なんとも甘っちょろい企業の感覚
— ベネッセ大量情報流出 —
朝刊を読んでいて「ありゃ、わが家もだ」と、思わず声をあげてしまった。大量の情報が流出したベネッセ。その発行書籍の一覧を見ていたら、なんと「いぬのきもち」があるではないか。この雑誌は郵送による定期購読のみ。妻に聞くと、プードルという犬種から年齢、飼い主の名前まで全部書き込んで申し込んだという。
いまのところ、流出は子どもに関する情報だけ、とベネッセは説明しているが、子どものいないわが家が、このヤンチャ坊主の愛犬がもとで情報を出してしまったとなると、なんだか居心地がよろしくない。
とは言え、わが家などはまだましだ。長らく報道に関わっていると、事件や事故、災害で幼いわが子を亡くされた両親のもとに、ある日突然、ランドセルや成人式の晴れ着の案内が届く場面に出会う。「あの子が生きていたら、もう小学生」「同い年の娘さんは、今年が成人式」。親御さんはまた、新たな涙をあふれさせる。情報はときとして、人の心をざくりと傷つけることもあるのだ。
延べ1億件もの情報を250万円にすぎない金で売り飛ばしていた39歳の男が逮捕されたが、驚くのは、ベネッセは顧客情報の管理を下請けに委託。その下請けがさらに孫請けに再委託。流出は、そこに出入りしていたギャンブル好きな派遣社員の犯行だった。
私は随分前から、現代社会は通貨というお金と情報で動いていると言い続けてきた。なのに、いくら経費節減のためとはいえ、ひとつ間違えば個人が丸裸にされる情報の管理を孫請けの派遣社員に任せている。これではいくら本社が企業倫理だ、コンプライアンスだと叫んでも、そんな声が届くわけがない。

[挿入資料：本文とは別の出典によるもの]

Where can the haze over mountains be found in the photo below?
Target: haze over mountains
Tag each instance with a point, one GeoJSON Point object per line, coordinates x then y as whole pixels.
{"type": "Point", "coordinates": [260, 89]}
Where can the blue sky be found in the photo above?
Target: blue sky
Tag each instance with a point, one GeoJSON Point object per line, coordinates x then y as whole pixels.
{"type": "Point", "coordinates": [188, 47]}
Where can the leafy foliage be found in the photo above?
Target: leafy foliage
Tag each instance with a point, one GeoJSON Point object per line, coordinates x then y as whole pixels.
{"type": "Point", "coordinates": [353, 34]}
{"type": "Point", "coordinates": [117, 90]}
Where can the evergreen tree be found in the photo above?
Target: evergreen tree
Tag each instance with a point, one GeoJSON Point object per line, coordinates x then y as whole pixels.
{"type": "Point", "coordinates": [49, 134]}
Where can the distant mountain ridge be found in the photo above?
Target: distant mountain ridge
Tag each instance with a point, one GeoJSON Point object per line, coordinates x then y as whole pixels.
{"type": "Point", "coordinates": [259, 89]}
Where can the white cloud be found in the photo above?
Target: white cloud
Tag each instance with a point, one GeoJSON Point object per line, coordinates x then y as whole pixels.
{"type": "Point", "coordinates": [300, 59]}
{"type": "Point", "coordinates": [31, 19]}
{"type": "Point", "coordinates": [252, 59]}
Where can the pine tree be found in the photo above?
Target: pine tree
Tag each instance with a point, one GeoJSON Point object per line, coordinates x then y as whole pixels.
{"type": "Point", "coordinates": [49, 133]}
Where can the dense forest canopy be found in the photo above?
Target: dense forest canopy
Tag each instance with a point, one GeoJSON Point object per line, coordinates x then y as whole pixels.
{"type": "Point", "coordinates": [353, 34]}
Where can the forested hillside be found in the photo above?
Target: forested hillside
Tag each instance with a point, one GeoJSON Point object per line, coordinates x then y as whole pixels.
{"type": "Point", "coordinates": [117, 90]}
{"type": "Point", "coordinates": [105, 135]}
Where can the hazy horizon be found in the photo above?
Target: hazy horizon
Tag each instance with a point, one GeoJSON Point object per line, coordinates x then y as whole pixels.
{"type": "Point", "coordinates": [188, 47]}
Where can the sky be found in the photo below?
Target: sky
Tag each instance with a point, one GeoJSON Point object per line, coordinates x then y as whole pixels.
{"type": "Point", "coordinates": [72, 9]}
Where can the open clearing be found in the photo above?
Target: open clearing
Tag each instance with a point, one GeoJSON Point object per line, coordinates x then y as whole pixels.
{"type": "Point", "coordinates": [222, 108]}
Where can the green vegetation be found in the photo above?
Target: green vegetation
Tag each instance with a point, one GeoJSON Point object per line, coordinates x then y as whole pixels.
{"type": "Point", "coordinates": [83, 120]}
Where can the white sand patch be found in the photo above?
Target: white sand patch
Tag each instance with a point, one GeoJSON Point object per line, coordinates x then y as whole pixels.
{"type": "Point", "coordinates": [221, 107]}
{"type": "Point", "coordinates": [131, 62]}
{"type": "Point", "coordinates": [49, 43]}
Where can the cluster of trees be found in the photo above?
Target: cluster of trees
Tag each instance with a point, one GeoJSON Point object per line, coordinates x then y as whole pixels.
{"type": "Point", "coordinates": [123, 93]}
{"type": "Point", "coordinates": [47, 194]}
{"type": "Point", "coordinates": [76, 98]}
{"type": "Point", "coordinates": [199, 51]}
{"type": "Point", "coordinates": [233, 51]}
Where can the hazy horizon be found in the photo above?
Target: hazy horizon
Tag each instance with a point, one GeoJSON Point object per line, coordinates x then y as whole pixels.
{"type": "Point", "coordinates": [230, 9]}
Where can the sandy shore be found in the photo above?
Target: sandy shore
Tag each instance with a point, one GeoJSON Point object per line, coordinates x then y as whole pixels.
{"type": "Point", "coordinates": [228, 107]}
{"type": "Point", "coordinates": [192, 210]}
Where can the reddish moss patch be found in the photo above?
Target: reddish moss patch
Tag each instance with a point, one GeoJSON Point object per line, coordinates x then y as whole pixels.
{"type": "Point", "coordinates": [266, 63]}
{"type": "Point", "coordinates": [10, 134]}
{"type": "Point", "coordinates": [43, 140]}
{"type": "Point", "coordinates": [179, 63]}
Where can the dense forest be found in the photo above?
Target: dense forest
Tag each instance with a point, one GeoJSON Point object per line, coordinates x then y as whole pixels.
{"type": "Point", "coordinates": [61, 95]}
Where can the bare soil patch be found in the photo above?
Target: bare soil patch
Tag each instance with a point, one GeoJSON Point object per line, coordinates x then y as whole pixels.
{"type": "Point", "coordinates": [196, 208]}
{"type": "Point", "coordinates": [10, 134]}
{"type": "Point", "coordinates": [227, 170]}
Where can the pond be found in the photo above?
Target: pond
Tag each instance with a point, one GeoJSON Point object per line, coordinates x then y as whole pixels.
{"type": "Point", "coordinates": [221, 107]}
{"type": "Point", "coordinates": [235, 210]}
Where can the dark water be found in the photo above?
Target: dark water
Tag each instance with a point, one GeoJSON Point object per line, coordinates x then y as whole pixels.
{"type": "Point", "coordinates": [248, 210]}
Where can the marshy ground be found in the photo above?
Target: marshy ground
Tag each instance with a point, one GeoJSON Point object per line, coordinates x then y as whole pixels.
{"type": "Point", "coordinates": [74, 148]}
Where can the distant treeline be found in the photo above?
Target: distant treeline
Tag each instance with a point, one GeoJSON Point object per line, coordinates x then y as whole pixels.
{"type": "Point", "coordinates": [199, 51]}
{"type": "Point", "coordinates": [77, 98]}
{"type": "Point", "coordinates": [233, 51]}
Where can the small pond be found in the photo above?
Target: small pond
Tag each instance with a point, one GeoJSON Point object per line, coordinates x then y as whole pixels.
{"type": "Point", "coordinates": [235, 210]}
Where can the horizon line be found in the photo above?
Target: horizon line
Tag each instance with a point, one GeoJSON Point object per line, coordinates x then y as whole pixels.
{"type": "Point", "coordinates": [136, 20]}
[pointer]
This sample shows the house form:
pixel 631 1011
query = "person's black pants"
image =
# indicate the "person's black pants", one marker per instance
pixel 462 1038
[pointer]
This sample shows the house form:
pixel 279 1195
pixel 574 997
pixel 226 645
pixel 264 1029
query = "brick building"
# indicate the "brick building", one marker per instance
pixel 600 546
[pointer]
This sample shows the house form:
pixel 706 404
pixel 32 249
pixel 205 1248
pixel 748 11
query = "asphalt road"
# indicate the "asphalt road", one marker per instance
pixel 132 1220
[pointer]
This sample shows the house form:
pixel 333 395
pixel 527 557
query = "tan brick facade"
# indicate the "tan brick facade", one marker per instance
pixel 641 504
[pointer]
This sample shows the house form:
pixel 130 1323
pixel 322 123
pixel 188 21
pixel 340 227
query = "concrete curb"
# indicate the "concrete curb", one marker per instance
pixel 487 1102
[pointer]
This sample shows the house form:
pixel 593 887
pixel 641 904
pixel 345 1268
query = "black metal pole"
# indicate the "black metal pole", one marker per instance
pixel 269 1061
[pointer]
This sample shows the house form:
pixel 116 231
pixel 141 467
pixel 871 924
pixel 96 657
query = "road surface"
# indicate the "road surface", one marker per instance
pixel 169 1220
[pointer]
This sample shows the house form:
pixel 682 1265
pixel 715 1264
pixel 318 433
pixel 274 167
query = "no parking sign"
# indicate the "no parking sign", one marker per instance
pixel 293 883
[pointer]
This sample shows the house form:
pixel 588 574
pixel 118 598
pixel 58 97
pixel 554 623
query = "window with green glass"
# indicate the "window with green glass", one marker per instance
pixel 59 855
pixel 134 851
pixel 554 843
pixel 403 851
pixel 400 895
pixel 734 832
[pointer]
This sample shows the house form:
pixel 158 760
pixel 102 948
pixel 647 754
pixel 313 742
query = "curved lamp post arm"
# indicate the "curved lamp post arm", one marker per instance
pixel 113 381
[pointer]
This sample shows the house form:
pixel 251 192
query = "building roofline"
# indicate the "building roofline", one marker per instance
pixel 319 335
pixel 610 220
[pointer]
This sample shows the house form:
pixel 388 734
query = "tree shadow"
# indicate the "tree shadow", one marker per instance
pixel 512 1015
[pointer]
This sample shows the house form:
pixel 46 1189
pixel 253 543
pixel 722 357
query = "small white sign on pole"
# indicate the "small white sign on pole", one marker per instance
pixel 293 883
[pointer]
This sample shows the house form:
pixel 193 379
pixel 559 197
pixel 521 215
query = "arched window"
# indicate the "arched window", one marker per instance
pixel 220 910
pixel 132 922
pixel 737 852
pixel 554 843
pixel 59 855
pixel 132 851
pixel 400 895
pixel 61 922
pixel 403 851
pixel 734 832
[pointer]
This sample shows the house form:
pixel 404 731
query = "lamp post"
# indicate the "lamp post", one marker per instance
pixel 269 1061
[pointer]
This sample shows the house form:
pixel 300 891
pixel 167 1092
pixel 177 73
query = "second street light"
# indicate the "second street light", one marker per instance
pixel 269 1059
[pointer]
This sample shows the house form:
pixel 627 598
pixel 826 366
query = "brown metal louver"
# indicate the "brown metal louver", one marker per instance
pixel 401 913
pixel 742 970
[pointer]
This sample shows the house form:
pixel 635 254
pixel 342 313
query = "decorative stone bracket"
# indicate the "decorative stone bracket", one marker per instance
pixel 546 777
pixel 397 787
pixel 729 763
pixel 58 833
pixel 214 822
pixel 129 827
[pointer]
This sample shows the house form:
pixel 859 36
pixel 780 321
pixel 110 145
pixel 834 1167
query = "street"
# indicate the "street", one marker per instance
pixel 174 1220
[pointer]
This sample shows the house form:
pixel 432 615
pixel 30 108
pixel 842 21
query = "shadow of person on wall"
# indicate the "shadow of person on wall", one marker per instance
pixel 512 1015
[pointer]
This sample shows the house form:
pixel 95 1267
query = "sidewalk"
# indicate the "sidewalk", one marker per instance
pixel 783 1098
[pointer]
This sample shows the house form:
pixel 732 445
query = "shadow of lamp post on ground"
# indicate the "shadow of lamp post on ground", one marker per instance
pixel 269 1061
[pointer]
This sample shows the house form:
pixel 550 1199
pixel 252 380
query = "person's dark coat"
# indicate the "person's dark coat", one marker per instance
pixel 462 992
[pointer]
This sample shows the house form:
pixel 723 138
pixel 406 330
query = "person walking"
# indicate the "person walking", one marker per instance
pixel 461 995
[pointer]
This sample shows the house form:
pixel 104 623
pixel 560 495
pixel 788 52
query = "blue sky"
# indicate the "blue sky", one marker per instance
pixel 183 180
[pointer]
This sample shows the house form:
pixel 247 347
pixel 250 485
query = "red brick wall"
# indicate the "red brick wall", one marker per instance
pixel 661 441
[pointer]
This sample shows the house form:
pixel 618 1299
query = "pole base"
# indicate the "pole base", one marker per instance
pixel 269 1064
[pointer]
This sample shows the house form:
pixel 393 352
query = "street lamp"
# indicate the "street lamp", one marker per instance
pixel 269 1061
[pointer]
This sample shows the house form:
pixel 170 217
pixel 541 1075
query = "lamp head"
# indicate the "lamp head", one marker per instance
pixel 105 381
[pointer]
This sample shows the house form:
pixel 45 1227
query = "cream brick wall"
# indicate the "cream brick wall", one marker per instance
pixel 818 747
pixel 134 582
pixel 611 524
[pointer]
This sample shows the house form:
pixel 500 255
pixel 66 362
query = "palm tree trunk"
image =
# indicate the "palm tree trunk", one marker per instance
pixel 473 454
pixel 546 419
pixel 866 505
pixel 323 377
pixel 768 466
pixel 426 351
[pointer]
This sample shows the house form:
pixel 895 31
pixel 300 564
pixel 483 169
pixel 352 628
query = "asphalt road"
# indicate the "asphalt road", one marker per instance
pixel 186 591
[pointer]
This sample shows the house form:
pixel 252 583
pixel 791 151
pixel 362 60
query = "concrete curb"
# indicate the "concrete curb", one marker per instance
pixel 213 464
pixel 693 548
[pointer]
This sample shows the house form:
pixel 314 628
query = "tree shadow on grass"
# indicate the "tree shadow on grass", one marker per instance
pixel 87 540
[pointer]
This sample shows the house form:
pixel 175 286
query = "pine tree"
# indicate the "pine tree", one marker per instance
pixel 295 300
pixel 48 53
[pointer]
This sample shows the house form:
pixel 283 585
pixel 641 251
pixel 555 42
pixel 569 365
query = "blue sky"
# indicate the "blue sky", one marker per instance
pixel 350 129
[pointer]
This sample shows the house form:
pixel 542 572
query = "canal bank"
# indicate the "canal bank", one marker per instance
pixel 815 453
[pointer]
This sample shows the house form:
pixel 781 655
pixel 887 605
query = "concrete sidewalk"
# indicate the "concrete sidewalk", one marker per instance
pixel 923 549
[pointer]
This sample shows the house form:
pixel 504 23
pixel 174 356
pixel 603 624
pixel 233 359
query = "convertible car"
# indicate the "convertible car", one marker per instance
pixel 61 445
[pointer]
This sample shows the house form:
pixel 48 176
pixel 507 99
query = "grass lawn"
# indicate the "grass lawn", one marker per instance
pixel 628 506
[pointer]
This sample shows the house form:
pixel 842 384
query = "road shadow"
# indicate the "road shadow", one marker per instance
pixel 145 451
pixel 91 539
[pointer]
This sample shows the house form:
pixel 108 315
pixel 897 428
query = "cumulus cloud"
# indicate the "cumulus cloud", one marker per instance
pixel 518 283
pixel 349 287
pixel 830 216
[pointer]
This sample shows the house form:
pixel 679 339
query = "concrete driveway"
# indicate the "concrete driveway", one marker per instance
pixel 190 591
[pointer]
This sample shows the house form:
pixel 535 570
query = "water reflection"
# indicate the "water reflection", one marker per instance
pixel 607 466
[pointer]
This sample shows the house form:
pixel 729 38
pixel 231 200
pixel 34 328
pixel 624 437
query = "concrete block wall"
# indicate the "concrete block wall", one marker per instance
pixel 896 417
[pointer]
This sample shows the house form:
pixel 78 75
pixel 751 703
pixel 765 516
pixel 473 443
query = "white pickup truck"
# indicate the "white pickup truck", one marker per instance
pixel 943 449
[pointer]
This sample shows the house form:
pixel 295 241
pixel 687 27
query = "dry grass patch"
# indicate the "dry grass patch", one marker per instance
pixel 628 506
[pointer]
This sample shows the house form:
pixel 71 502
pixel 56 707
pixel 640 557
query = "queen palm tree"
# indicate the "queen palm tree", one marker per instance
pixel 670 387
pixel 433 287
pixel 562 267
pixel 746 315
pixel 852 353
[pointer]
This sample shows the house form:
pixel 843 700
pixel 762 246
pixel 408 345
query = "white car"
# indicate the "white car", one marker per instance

事件を受けて経産省は業者に管理の徹底を指示したが、なんとも甘っちょろい。情報収集企業には、本社に一元化した管理を義務づけない限り、再発防止なんて絵に描いた餅だ。
と、ここまで書いたら、わが家のヤンチャ坊主が「なんだかきょうはボクをチラチラ見ているなあ」と不安げに足元にすり寄ってきた。心配するな、きょうはお前がきっかけで、こうして「おれのきもち」を書いているだけだから――。